Registration Dossier

Administrative data

Description of key information

ORAL EPOSURE:  One acute oral fixed dose study according to OECD 420 and EU B.1 bis acute oral toxicity guidelines.
DERMAL EXPOSURE: no specific test data available; this endpoint is waived.
INHALATION EXPOSURE: One acute inhalation study according to OECD 403 is available, performed with Lanthancarbonate-octahydrate (read-across)

Key value for chemical safety assessment

Acute toxicity: via oral route

Endpoint conclusion
Dose descriptor:
discriminating dose
Value:
2 000 mg/kg bw

Acute toxicity: via inhalation route

Endpoint conclusion
Dose descriptor:
discriminating conc.
Value:
5 928 mg/m³

Additional information

ORAL EXPOSURE

One acute oral fixed dose study has been conducted according to OECD Guideline 420. The acute LD50 of the substance has been determined to be greater than 2000 mg/kg. It is considered to be reliable (Klimisch score 1) and was conducted in compliance with GLP. The study showed that the substance was not acutely toxic and does not need to be classified.

DERMAL EXPOSURE

No specific test data are available on the dermal acute toxicity of the test substance. In accordance with Column 2 of Annex VIII the acute dermal toxicity study (as required in section 8.5.3) is not considered scientifically justified as the oral and inhalation exposure routes are considered most appropriate to assess the acute toxicity hazard presented by the substance based on its physico-chemical characteristics and use pattern. Furthermore, dermal absorption of the substance is considered unlikely.

INHALATION EXPOSURE

One acute inhalation study has been conducted according to OECD Guideline 403 and using lanthanum carbonate as the test substance (read-across). The acute inhalation LC50 of the substance was determined to be greater than 5928 mg/m3. It is considered to be realiable and conducted in compliance with GLP. A Klimisch score of 2 has been assigned because reading-across. The study showed that the substance was not acutely toxic by inhalation and does not need to be classified.

A DNEL for acute toxicity needs only to be derived if an acute toxicity hazard (leading to C&L) has been identified and there is a potential for high peak exposures. In the absence of these criteria being met, no acute DNELs have been derived.

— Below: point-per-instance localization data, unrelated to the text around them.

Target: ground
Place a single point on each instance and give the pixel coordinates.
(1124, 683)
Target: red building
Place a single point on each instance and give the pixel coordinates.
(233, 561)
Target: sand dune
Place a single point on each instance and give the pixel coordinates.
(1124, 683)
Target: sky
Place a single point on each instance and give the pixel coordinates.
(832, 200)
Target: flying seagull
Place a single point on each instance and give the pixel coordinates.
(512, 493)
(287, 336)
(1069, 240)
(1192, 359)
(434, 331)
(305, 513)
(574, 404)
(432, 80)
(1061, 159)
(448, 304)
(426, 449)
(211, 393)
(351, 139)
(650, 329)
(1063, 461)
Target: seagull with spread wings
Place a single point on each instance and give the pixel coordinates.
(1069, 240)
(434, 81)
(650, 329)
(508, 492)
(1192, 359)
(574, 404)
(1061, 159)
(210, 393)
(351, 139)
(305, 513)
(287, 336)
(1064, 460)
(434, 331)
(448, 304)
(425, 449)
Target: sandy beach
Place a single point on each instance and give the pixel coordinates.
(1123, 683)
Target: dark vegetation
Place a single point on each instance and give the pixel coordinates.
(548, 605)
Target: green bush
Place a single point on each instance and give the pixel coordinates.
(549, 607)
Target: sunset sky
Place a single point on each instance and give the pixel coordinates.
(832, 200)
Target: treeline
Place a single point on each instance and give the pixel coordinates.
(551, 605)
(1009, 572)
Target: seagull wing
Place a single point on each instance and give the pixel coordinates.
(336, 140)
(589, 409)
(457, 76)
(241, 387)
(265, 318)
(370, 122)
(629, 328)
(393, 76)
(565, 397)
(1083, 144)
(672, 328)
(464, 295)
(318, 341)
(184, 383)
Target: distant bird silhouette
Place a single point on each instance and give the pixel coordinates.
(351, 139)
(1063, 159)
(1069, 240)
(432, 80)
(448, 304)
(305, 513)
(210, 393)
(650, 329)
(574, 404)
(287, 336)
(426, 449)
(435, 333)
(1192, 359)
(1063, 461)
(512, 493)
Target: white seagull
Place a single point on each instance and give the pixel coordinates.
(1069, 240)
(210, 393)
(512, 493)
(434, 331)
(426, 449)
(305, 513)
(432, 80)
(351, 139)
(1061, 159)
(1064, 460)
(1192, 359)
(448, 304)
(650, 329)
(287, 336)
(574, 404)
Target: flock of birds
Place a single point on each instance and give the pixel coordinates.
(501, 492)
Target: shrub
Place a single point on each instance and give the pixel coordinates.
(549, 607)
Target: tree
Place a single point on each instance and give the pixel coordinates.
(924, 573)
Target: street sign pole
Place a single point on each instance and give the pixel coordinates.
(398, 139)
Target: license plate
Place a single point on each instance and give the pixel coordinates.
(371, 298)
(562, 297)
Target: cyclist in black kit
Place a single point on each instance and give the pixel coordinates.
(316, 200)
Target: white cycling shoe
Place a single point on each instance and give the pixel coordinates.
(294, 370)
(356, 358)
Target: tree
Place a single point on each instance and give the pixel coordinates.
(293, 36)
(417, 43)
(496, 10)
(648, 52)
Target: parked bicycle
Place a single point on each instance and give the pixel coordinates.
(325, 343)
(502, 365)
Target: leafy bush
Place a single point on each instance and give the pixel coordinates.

Justification for classification or non-classification

A GLP-compliant acute oral toxicity study in the rat has been conducted according to OECD 420 and EU B.1. The acute oral LD50 has been determined to be greater than 2000 mg/kg. In this study, the LD50 is greater than the cut-off value for C&L.

A GLP-compliant acute inhalation toxicity study in the rats has been conducted according to OECD 403 and EU B.2, using lanthancarbonate-octahydrate as the test substance (read-across). The acute inhalation LC50 has been determined to be greater than 5928 mg/m3. In this study, the LC50 is greater than the cut-off value for C&L.

On these bases the substance is not classified for acute toxicity in accordance with the EU DSD or CLP regulation.